Hinter diesen gewichtigen Interessen der Beklagten an der sofortigen Beendigung des Arbeitsverhältnisses mit der Klägerin trat deren Interesse an einer fristgemäßen Beendigung zurück. Die Beklagten mussten bei einem Bestand des Arbeitsverhältnisses von ca. 4,3 Jahren nicht mit Rücksicht auf die Klägerin gegen ihre eigenen berechtigten Interessen handeln. Eine zeitlich übermäßige Erschwerung der Suche der Klägerin nach einer Anschlussbeschäftigung war zum Kündigungszeitpunkt auf Grund des guten Arbeitsmarktes für medizinische Fachangestellte nicht zu erwarten.

 

Den Beklagten war es daher bei Berücksichtigung aller Umstände und der beiderseitigen Interessen nicht zumutbar, das Arbeitsverhältnis mit der Klägerin bis zum 31. Dezember 2015 aufrechtzuerhalten.
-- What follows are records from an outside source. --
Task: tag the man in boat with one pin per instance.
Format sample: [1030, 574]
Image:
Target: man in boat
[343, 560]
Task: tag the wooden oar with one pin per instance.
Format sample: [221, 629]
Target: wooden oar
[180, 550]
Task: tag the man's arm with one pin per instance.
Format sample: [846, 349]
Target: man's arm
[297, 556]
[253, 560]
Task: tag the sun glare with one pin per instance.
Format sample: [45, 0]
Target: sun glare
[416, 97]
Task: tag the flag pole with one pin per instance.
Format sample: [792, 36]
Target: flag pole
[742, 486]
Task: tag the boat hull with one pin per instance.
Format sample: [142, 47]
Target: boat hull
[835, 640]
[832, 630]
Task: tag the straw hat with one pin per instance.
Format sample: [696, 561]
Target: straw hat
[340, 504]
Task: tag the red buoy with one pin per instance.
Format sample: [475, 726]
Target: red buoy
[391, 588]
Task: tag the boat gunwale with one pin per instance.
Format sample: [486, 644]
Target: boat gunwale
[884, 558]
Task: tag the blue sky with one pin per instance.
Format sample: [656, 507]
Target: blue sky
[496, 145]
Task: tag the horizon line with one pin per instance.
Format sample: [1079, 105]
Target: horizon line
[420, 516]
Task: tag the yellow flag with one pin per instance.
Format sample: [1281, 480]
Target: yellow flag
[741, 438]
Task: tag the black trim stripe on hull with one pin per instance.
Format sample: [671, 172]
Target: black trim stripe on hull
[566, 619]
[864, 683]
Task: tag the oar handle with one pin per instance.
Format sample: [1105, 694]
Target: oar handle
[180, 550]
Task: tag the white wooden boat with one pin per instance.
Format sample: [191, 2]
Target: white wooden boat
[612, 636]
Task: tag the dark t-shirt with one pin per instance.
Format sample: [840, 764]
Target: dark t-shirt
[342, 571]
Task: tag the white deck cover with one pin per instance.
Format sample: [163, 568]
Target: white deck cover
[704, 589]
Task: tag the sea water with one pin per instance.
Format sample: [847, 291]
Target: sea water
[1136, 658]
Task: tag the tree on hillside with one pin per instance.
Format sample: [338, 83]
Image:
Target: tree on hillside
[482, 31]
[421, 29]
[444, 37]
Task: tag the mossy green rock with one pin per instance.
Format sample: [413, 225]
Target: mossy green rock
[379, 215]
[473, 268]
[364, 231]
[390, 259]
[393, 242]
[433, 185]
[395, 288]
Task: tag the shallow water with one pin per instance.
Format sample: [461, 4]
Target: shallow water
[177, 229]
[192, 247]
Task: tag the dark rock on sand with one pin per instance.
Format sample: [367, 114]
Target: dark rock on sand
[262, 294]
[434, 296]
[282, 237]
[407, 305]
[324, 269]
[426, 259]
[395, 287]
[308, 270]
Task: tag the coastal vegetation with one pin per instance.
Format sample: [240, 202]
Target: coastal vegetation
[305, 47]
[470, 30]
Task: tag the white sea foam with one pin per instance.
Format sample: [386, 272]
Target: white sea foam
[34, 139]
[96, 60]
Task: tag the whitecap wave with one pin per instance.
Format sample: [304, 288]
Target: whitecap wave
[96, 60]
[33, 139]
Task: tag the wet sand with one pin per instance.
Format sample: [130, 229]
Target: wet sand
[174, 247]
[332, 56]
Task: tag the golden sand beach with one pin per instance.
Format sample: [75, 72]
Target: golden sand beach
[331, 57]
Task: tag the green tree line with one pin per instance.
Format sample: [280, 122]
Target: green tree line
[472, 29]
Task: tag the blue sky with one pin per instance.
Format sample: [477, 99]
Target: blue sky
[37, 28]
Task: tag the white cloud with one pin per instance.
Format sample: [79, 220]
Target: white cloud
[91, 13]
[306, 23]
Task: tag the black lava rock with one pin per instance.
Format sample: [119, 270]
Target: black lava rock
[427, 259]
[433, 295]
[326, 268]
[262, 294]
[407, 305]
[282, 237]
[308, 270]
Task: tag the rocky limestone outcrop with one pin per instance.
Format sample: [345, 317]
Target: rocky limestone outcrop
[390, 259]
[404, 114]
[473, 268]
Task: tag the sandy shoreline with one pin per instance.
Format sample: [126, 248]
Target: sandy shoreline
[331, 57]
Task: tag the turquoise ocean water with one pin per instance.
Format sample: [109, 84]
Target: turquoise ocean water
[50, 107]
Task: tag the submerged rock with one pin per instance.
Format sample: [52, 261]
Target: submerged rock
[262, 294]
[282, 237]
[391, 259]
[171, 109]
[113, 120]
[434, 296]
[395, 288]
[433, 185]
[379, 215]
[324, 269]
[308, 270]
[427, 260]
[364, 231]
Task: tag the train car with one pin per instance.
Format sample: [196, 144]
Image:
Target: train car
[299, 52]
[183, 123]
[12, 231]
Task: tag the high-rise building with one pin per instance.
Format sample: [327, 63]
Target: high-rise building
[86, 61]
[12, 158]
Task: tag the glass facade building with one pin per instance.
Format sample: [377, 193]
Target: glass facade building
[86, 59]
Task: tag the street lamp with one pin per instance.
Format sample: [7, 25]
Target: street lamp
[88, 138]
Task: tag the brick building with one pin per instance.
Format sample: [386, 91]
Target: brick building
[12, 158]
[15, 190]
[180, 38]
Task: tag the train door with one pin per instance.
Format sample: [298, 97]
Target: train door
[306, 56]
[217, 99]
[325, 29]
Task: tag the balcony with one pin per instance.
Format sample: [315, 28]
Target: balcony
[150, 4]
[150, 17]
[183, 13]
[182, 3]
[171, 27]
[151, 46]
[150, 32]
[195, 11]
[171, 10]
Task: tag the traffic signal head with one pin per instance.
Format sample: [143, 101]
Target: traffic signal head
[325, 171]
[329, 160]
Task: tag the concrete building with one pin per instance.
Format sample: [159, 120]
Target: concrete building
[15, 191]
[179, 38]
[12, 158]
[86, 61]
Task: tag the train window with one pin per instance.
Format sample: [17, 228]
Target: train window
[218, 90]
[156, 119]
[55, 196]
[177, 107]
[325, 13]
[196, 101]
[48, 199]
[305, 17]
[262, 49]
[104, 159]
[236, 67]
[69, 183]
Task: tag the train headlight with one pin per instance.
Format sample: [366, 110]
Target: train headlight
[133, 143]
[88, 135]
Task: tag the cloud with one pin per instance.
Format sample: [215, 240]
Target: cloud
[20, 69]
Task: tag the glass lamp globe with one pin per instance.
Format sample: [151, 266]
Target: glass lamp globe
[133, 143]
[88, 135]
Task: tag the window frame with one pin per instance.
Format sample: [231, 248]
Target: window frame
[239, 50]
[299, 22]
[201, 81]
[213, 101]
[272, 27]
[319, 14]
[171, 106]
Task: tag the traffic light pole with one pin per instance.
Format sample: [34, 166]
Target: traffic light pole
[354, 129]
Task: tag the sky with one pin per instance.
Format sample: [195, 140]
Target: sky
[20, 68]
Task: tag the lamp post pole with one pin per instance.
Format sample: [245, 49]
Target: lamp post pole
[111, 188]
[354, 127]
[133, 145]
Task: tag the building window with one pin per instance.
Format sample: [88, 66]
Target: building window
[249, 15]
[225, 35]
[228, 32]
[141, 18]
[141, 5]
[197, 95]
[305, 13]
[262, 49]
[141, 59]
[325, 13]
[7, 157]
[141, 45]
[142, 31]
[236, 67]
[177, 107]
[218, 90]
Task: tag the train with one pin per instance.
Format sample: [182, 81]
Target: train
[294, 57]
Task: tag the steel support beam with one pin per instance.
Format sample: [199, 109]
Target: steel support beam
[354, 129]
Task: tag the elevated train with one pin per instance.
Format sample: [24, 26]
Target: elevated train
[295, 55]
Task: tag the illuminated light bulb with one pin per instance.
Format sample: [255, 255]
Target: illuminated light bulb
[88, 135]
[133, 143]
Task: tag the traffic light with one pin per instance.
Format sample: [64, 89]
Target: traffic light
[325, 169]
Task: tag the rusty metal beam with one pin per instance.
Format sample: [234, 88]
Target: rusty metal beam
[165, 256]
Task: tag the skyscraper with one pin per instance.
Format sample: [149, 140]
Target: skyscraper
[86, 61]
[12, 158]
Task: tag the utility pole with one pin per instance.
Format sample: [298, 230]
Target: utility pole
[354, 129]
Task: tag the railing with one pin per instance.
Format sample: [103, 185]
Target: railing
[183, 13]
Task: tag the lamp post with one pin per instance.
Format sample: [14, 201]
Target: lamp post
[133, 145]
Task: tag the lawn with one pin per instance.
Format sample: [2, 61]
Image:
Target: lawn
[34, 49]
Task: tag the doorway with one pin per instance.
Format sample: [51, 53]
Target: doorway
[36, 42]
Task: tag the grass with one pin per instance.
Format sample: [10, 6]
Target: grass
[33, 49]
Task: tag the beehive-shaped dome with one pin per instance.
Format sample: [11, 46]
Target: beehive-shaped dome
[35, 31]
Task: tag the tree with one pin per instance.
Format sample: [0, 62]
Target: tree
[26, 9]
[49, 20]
Die Voraussetzungen des § 626 Abs. 1 BGB sind erfüllt.

 

5.

Die Zwei-Wochen-Frist des § 626 Abs. 2 BGB ist eingehalten. Die Beklagten hatten erstmals am 16. November 2015 gesicherte Kenntnis vom Kündigungssachverhalt, nachdem sie die Klägerin zur eingegangenen Beschwerde angehört hatten. Die Zwei-Wochen-Frist des § 626 Abs. 2 BGB lief daher am 30. November ab. Die außerordentliche Kündigung der Beklagten vom 26. November 2015 ging der Klägerin am 26. November, also vor Ablauf der Frist des § 626 Abs. 2 BGB zu.

 

Die außerordentliche Kündigung der Beklagten vom 26. November hat das Arbeitsverhältnis der Parteien mit Ablauf dieses Tages aufgelöst. Das Arbeitsgericht hat den Klagantrag Ziff. 3 zu Recht abgewiesen. Die Klageanträge Ziff. 4 und 6 fallen nicht zur Entscheidung an. Die Berufung der Klägerin gegen das Urteil des Arbeitsgerichts ist zurückzuweisen.

 

II.

Der Urteilstenor des Arbeitsgerichts ist im Hinblick auf die Kündigung der Beklagten vom 17. November 2015 gem. § 319 Abs. 1 ZPO zu berichtigen. Er weist aus, die Klage werde insgesamt abgewiesen. Das ist offensichtlich unrichtig, denn aus den Entscheidungsgründen, insbesondere dem Abschnitt I 1 a geht hervor, dass das Arbeitsgericht die Klage in Bezug auf die Kündigung der Beklagten vom 17. November 2015 für begründet erachtete. Der Urteilstenor das Arbeitsgerichts ist daher entsprechend zu berichtigen.

 

III.

1.

Die Klägerin hat die Kosten des Berufungsverfahrens zu tragen, weil ihre Berufung ohne Erfolg geblieben ist (§ 97 Abs. 1 ZPO).

 

2.

Die Revision ist nicht zuzulassen, weil die Voraussetzungen einer Revisionszulassung gem. § 72 Abs. 2 ArbGG nicht gegeben sind.